Quantitative first-pass MRI measures increased myocardial perfusion after vasodilation in mice
© Antkowiak et al; licensee BioMed Central Ltd. 2012
Published: 1 February 2012
We used first-pass contrast-enhanced MRI to quantatively measure the myocardial Ktrans, a parameter indicating myocardial perfusion and vascular permeability, in mice with or without vasodilation. We measured a significant increase in myocardial Ktrans with vasodilation. We believe this may be the first report showing that first-pass imaging can quantify increased myocardial perfusion in mice relative to baseline.
First-pass contrast-enhanced MRI is a well-established technique for quantifying myocardial perfusion in humans and large animals and has recently emerged as a viable tool for quantifying myocardial perfusion in mice [1–3]. Applied in mice, first-pass MRI could be used to assess the roles of individual genes in perfusion and vascular permeability. The purpose of this study was test the hypothesis that first-pass contrast-enhanced MRI can measure increased myocardial perfusion after administration of a vasodilator in mice.

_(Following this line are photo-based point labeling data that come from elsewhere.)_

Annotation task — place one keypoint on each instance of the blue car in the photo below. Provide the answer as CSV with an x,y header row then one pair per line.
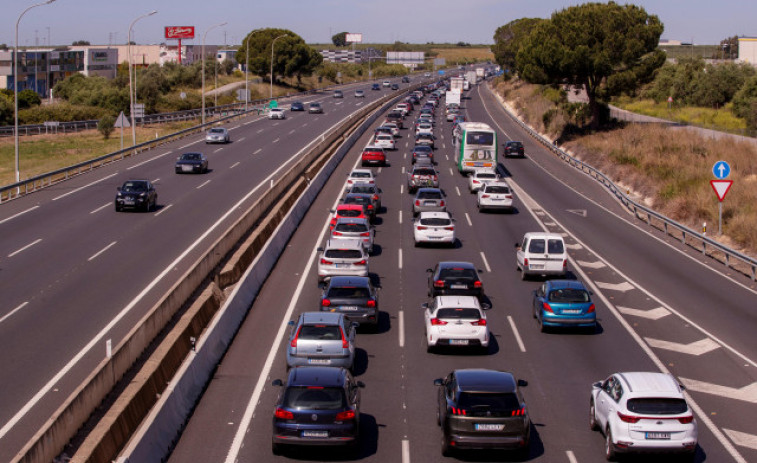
x,y
564,303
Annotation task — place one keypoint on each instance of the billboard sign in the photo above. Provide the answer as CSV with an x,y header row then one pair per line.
x,y
180,32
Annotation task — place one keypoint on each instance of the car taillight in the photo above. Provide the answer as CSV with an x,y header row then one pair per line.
x,y
284,414
345,415
628,418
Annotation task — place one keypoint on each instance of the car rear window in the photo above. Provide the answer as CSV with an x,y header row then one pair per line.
x,y
568,295
467,314
343,254
314,398
657,406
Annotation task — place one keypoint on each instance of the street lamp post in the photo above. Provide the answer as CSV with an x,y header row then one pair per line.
x,y
272,44
15,85
203,65
132,87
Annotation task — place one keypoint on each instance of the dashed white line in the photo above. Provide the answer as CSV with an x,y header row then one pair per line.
x,y
94,256
516,333
13,311
20,213
25,247
100,208
85,186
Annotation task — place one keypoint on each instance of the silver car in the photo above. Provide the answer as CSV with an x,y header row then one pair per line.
x,y
217,135
323,339
343,257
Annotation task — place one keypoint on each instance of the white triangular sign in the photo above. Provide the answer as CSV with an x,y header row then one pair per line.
x,y
721,188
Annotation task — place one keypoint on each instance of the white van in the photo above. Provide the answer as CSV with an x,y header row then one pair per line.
x,y
541,254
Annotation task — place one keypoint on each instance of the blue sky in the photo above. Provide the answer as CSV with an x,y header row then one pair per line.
x,y
380,21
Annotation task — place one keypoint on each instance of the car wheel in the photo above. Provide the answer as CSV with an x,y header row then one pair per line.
x,y
592,417
610,453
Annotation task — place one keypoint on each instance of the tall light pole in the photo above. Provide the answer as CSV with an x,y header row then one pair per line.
x,y
203,65
132,87
272,43
15,85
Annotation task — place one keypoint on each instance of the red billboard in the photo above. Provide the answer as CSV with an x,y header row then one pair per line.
x,y
180,32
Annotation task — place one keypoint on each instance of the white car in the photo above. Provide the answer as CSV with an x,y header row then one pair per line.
x,y
385,141
642,412
495,195
479,177
359,176
276,113
456,321
541,254
434,227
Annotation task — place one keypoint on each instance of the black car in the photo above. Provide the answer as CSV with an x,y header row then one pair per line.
x,y
514,148
136,194
355,297
317,406
455,279
483,409
189,163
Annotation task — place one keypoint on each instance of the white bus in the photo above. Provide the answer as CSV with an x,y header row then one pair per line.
x,y
475,146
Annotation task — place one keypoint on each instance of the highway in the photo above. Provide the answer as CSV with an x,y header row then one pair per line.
x,y
74,273
661,307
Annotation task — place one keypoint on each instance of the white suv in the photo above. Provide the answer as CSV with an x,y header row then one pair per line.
x,y
642,412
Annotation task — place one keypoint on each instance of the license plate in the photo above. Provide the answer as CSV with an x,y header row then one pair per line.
x,y
489,427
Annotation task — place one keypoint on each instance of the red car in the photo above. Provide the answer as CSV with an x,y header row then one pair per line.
x,y
348,210
373,155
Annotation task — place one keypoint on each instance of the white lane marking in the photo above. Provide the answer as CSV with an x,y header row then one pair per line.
x,y
189,144
622,287
695,348
651,314
747,393
100,208
742,439
85,186
94,256
16,215
149,160
486,263
8,315
405,451
516,333
25,247
597,264
163,209
401,319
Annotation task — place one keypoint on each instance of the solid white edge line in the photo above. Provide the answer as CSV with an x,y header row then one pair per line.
x,y
516,334
23,304
16,215
25,247
85,186
94,256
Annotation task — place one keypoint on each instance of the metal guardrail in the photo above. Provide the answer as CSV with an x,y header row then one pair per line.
x,y
671,228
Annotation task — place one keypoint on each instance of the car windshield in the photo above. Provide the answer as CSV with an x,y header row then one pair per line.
x,y
459,314
657,406
314,398
568,295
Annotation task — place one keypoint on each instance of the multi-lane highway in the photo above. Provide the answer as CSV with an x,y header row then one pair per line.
x,y
661,307
74,273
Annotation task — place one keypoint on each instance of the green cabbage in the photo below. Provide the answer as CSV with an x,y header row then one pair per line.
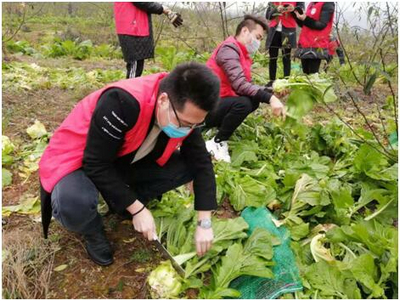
x,y
318,250
37,130
164,282
6,146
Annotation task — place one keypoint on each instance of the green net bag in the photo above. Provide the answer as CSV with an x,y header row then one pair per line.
x,y
287,278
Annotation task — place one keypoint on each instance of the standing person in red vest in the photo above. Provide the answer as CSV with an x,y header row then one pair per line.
x,y
281,34
316,26
131,141
135,31
231,61
335,47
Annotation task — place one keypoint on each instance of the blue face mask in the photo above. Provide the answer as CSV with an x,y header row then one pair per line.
x,y
174,131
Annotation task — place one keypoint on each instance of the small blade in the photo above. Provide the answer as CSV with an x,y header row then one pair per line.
x,y
165,253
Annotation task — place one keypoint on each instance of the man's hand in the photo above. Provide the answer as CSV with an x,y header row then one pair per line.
x,y
203,239
278,109
299,16
143,222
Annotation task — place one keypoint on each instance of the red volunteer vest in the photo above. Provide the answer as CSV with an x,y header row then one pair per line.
x,y
130,20
311,38
286,18
64,154
245,61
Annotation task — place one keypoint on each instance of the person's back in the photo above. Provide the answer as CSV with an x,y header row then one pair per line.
x,y
314,41
131,142
231,62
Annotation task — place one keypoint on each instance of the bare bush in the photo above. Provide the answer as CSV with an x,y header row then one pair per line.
x,y
27,264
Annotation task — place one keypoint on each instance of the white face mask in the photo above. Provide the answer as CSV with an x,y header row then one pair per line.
x,y
253,46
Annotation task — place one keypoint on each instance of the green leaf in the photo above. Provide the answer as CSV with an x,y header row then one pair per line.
x,y
250,192
61,268
330,282
299,231
342,201
244,152
299,103
365,271
371,162
260,244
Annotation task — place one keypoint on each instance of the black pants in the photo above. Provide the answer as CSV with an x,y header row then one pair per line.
x,y
310,65
276,44
134,69
229,114
74,199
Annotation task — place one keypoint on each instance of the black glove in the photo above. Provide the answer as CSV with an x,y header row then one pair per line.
x,y
175,18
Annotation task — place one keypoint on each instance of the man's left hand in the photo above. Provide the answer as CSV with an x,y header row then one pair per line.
x,y
203,239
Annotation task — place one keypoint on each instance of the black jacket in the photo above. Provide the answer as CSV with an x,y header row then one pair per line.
x,y
110,173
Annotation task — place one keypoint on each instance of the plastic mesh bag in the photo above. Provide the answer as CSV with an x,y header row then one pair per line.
x,y
287,278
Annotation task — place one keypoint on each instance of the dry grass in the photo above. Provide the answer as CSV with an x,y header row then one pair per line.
x,y
27,264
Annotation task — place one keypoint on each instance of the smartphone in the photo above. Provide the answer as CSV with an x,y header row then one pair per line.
x,y
299,10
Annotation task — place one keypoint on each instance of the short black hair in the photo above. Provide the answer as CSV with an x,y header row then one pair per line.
x,y
250,22
192,81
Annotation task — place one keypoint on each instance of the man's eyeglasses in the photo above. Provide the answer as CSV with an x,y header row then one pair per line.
x,y
192,126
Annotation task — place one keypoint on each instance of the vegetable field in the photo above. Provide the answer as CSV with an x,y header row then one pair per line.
x,y
328,173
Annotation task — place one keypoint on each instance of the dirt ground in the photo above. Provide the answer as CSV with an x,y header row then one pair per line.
x,y
134,256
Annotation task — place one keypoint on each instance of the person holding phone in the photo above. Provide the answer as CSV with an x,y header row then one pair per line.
x,y
281,34
314,38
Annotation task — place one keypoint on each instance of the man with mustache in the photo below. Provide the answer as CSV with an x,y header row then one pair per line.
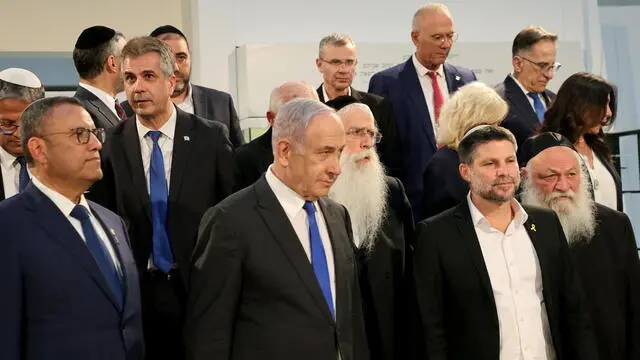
x,y
601,241
18,89
382,227
274,273
495,279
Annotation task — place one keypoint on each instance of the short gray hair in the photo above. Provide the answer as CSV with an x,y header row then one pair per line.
x,y
294,117
142,45
335,40
35,114
14,91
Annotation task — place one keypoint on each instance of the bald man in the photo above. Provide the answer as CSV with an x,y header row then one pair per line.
x,y
253,159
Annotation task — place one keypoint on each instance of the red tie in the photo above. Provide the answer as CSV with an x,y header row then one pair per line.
x,y
438,99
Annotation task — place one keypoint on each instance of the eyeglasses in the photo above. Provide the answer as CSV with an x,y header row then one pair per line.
x,y
349,63
544,67
364,132
82,134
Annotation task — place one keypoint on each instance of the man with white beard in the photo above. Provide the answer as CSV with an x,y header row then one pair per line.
x,y
601,241
382,226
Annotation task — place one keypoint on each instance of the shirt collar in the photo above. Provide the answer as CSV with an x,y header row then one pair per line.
x,y
422,70
519,218
168,129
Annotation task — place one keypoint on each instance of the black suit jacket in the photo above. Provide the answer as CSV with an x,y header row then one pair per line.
x,y
444,188
389,146
456,299
253,159
102,116
201,176
212,105
254,294
610,271
383,282
521,120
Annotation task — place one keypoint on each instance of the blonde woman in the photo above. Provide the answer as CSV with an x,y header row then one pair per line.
x,y
473,105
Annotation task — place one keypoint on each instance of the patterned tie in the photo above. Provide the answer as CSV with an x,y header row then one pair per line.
x,y
318,257
537,105
120,111
438,98
162,255
99,252
24,174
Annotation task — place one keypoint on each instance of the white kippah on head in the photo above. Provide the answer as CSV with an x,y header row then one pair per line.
x,y
20,77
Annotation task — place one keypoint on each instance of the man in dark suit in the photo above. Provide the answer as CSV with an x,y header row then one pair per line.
x,y
163,170
210,104
18,89
95,57
253,159
601,241
494,279
382,229
70,285
274,273
337,60
417,89
534,64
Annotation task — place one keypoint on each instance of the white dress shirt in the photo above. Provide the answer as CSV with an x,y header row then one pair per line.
x,y
516,282
187,104
66,206
165,142
292,203
107,99
427,88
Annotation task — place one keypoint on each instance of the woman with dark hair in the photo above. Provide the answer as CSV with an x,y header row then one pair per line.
x,y
584,105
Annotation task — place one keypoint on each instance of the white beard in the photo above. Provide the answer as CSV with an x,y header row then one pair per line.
x,y
362,189
577,215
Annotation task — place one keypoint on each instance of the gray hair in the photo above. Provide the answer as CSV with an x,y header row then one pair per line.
x,y
294,117
335,40
90,62
288,91
14,91
142,45
35,114
425,9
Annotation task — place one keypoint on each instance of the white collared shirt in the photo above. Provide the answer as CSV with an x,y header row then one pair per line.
x,y
187,104
66,206
165,142
516,282
526,94
427,88
107,99
326,96
292,203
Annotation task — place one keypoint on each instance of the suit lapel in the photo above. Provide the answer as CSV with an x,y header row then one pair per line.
x,y
47,214
282,231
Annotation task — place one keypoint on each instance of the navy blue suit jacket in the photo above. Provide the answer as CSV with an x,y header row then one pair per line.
x,y
401,87
55,302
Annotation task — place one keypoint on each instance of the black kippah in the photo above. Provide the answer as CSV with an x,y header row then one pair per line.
x,y
94,36
167,29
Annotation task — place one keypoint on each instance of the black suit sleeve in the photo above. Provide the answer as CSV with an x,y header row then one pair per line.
x,y
215,286
429,290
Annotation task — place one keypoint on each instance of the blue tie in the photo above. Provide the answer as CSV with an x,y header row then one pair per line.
x,y
24,174
318,257
162,255
99,252
537,105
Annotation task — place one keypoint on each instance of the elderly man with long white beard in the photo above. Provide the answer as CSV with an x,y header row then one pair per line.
x,y
601,241
382,226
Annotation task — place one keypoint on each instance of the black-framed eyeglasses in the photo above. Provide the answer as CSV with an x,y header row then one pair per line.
x,y
349,63
544,67
364,132
82,134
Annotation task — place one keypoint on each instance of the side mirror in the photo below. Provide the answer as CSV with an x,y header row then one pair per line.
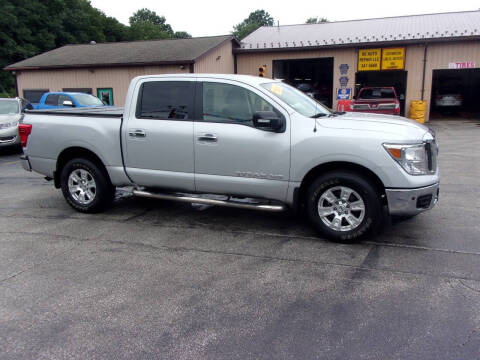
x,y
28,106
268,121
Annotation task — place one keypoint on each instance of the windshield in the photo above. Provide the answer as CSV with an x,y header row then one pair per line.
x,y
9,107
88,100
302,103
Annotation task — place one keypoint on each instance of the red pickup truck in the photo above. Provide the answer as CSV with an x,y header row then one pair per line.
x,y
378,100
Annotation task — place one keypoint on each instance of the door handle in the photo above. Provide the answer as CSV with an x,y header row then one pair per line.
x,y
137,133
208,137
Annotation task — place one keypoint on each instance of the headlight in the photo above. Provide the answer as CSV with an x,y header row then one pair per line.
x,y
7,125
412,158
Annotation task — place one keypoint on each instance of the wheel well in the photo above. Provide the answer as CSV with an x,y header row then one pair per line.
x,y
72,153
332,166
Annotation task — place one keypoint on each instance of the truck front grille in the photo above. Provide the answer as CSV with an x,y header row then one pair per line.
x,y
432,152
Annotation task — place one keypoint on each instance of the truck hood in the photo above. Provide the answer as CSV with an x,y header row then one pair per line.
x,y
6,118
398,125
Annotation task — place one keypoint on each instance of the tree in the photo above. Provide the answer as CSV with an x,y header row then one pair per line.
x,y
146,16
316,20
255,20
30,27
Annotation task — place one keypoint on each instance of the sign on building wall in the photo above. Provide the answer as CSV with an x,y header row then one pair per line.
x,y
344,94
393,59
369,59
381,59
462,65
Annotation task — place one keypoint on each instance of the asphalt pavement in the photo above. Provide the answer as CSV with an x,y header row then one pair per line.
x,y
162,280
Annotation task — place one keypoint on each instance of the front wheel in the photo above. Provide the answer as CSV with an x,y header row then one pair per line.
x,y
343,206
86,186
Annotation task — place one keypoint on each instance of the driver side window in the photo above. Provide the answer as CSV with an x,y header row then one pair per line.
x,y
231,104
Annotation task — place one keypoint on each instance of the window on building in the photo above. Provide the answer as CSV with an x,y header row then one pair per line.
x,y
168,100
231,104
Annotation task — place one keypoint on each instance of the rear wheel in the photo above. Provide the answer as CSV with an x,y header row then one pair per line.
x,y
343,206
86,186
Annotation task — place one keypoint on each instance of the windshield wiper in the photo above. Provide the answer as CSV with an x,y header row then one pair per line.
x,y
318,115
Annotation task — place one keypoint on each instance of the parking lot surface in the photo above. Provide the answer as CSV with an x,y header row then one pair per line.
x,y
162,280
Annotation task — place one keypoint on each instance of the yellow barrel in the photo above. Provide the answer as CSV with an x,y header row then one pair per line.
x,y
417,110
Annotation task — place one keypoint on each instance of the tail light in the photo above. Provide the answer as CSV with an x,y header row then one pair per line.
x,y
24,130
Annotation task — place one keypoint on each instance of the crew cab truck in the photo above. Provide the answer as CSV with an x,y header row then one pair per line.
x,y
259,143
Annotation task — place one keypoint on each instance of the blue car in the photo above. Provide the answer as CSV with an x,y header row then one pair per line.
x,y
57,100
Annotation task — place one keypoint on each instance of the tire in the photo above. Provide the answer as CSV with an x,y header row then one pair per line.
x,y
349,204
86,186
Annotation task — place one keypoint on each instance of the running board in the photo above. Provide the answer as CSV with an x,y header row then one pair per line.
x,y
204,201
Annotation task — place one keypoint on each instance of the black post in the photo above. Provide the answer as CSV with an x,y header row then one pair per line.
x,y
424,70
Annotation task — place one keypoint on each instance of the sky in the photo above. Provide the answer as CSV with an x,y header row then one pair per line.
x,y
217,17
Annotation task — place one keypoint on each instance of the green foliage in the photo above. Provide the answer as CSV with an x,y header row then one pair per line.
x,y
316,20
31,27
145,16
255,20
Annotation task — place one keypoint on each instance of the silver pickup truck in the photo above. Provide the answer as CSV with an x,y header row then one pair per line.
x,y
239,141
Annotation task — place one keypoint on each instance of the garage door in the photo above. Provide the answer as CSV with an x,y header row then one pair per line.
x,y
455,94
312,76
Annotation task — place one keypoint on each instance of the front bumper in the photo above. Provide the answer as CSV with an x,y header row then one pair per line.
x,y
25,163
407,202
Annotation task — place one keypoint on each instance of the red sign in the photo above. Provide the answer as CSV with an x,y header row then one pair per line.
x,y
462,65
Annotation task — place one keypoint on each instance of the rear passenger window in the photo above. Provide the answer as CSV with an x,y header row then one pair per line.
x,y
62,98
231,103
51,100
166,100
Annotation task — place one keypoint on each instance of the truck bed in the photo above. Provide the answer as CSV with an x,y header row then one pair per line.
x,y
107,111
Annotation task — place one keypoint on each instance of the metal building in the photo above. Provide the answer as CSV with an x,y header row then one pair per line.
x,y
433,57
422,56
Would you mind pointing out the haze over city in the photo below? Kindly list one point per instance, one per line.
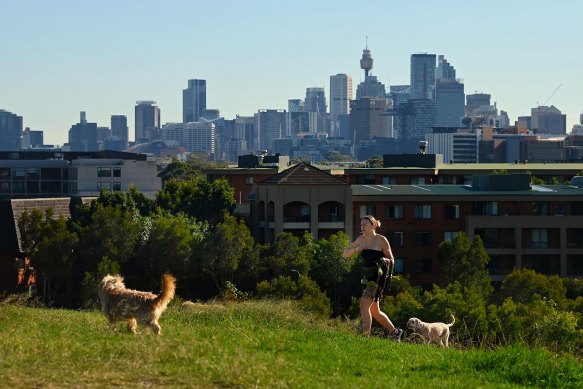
(63, 57)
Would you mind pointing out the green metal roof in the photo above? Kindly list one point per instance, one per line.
(462, 190)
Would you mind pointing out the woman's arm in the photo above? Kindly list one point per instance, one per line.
(352, 249)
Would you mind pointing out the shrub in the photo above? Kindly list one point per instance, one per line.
(306, 291)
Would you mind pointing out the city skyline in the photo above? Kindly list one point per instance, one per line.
(64, 57)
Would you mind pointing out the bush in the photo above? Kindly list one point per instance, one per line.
(306, 291)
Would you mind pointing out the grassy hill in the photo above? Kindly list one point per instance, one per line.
(248, 345)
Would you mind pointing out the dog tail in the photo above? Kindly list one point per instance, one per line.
(167, 294)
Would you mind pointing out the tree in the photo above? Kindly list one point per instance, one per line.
(329, 269)
(287, 253)
(522, 285)
(465, 261)
(167, 244)
(224, 249)
(49, 244)
(198, 198)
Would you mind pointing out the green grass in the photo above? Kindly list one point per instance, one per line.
(248, 345)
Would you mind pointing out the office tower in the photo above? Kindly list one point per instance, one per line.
(315, 100)
(370, 87)
(422, 75)
(32, 139)
(83, 136)
(119, 129)
(340, 96)
(193, 100)
(147, 121)
(449, 101)
(475, 101)
(295, 105)
(193, 136)
(368, 118)
(549, 120)
(245, 129)
(270, 125)
(10, 131)
(444, 71)
(412, 120)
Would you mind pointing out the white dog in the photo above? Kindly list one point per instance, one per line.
(430, 332)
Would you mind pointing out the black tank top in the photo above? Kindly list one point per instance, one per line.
(372, 261)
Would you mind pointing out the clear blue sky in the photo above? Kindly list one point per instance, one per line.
(61, 57)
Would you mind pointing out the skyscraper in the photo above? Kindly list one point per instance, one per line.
(340, 96)
(83, 135)
(315, 100)
(449, 95)
(119, 129)
(10, 131)
(147, 121)
(193, 100)
(370, 87)
(422, 75)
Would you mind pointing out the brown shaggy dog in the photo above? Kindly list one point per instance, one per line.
(119, 303)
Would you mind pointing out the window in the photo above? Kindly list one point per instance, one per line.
(305, 213)
(32, 173)
(422, 212)
(18, 173)
(540, 238)
(540, 208)
(451, 211)
(103, 172)
(423, 239)
(395, 238)
(417, 180)
(491, 208)
(395, 211)
(367, 210)
(449, 235)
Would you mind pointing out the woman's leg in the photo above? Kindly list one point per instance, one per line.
(365, 314)
(380, 316)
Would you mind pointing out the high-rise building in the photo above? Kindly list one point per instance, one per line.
(10, 131)
(549, 120)
(193, 136)
(449, 101)
(119, 129)
(475, 101)
(315, 100)
(83, 136)
(368, 119)
(147, 121)
(270, 125)
(32, 139)
(193, 100)
(422, 75)
(370, 87)
(340, 96)
(444, 71)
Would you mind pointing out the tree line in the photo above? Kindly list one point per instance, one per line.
(189, 230)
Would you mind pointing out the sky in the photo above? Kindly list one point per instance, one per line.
(61, 57)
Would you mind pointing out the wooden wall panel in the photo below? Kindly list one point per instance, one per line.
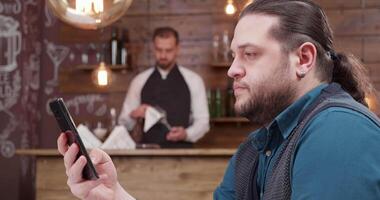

Imaging was performed on a 7T Clinscan MR system equipped with a gradient system having a full strength of 650mT/m and a slew rate of 6666 mT/m/ms, and using a 30mm diameter birdcage RF coil. A saturation-recovery spiral sequence was employed, with TE = 0.36 ms, TR = 3.9ms, interleaves = 14, FOV = 25.6 x 25.6mm, matrix = 128x128, saturation delay = 40 ms, alpha = 20°, and slice thickness = 1mm. Data acquisition required 55 ms/image, approximately 40% of the murine R-R interval, and was placed in the latter part of the cardiac cycle. C57Bl6/J mice were imaged with (n=5) and without (n=5) an intraperitoneal bolus injection of the vasodilator ATL313 (Adenosine Therapeutics, Charlottesville, VA). First-pass images were acquired for one mid-ventricular short-axis slice. A dual-bolus gadolinium injection technique was used, acquiring the arterial input and tissue functions (AIF and TF) in separate scans. Myocardial Ktrans, the product of myocardial perfusion and the first-pass extraction fraction of gadolinium, was quantified using a standard Kety model deconvolution method.
These findings indicate that first-pass MRI in mice can quantitatively measure increased myocardial Ktrans with a vasodilator. Taken together with our previous studies quantifying perfusion after myocardial infarction1, these results indicate that first-pass imaging can accurately measure myocardial perfusion in mice in a variety of flow conditions.
Funding was provided by NIH R01 EB 001763.